Helen Deutsch’s statement that ‘Boswell was left nothing’ in Samuel Johnson’s will, although factually correct, is somewhat misleading in seeming to imply that Boswell was less intimate with Johnson than was Sir John Hawkins, who served as one of Johnson’s executors (LRB, 9 February). Boswell did feel anxious about his omission from Johnson’s will, as he writes in his journal for 28 December 1784 (‘I was a little uneasy that I was not mentioned in his will amongst other friends who had books left them “as a token of remembrance"’), but he consoled himself with the thought that he ‘had several books in a present from him, and many more valuable tokens’, among them, according to Irma Lustig and Frederick Pottle in Boswell: The Applause of the Jury, 1782-85, ‘a quantity of the original copy of the Lives of the Poets’. Lustig and Pottle continue: ‘In the Life ofJohnson Boswell pointed out that such intimate friends as Dr Adams, Dr Taylor, Charles Burney and Edmund Hector were also omitted from the codicil in which the small memorials were listed.
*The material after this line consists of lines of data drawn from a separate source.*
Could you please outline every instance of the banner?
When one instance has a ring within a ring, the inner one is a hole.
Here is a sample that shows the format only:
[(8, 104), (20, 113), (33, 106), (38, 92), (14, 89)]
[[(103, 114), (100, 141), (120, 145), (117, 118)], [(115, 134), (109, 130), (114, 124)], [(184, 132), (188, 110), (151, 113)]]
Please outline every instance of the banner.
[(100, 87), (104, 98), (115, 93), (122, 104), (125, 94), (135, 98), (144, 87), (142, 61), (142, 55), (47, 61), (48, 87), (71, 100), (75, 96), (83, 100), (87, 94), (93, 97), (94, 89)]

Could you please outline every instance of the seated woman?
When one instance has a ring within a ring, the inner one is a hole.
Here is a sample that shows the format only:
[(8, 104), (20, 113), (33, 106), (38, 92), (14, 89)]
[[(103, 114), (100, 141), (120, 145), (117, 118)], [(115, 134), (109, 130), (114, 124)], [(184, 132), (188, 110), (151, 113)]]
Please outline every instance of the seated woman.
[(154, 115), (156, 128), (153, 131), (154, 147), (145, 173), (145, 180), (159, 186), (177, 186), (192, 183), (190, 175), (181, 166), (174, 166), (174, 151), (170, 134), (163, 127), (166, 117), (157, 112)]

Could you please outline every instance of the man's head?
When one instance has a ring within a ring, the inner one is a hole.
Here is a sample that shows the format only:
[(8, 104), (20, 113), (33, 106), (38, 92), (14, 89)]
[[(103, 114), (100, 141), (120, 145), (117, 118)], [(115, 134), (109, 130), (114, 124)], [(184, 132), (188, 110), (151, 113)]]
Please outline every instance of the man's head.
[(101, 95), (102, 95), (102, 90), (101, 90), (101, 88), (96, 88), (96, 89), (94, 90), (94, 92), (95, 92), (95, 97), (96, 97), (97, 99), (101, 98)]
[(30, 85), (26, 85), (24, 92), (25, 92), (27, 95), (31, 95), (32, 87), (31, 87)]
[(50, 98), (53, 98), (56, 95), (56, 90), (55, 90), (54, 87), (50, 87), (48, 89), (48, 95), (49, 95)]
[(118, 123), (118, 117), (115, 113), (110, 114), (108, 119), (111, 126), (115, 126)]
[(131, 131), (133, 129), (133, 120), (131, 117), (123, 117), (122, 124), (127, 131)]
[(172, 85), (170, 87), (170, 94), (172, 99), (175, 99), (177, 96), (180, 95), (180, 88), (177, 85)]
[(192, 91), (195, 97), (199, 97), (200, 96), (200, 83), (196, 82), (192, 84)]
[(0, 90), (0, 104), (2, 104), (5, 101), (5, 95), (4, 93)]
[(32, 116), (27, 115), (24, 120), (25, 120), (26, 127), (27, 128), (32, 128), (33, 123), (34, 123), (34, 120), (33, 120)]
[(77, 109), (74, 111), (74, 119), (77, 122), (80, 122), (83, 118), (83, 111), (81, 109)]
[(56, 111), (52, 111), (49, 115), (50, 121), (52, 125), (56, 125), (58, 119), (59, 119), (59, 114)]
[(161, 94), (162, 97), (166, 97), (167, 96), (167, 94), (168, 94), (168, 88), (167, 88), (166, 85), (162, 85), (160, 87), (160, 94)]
According to John Hoole, who was present and recording the major provisions of the will, Johnson dictated them to Sir John Hawkins, under pressure from Hawkins, when he was suffering so acutely from asthma that he could scarcely speak.’

Boswell’s omission was surely the result not of any lack of affection on Johnson’s part but of the mental agitation of a dying man.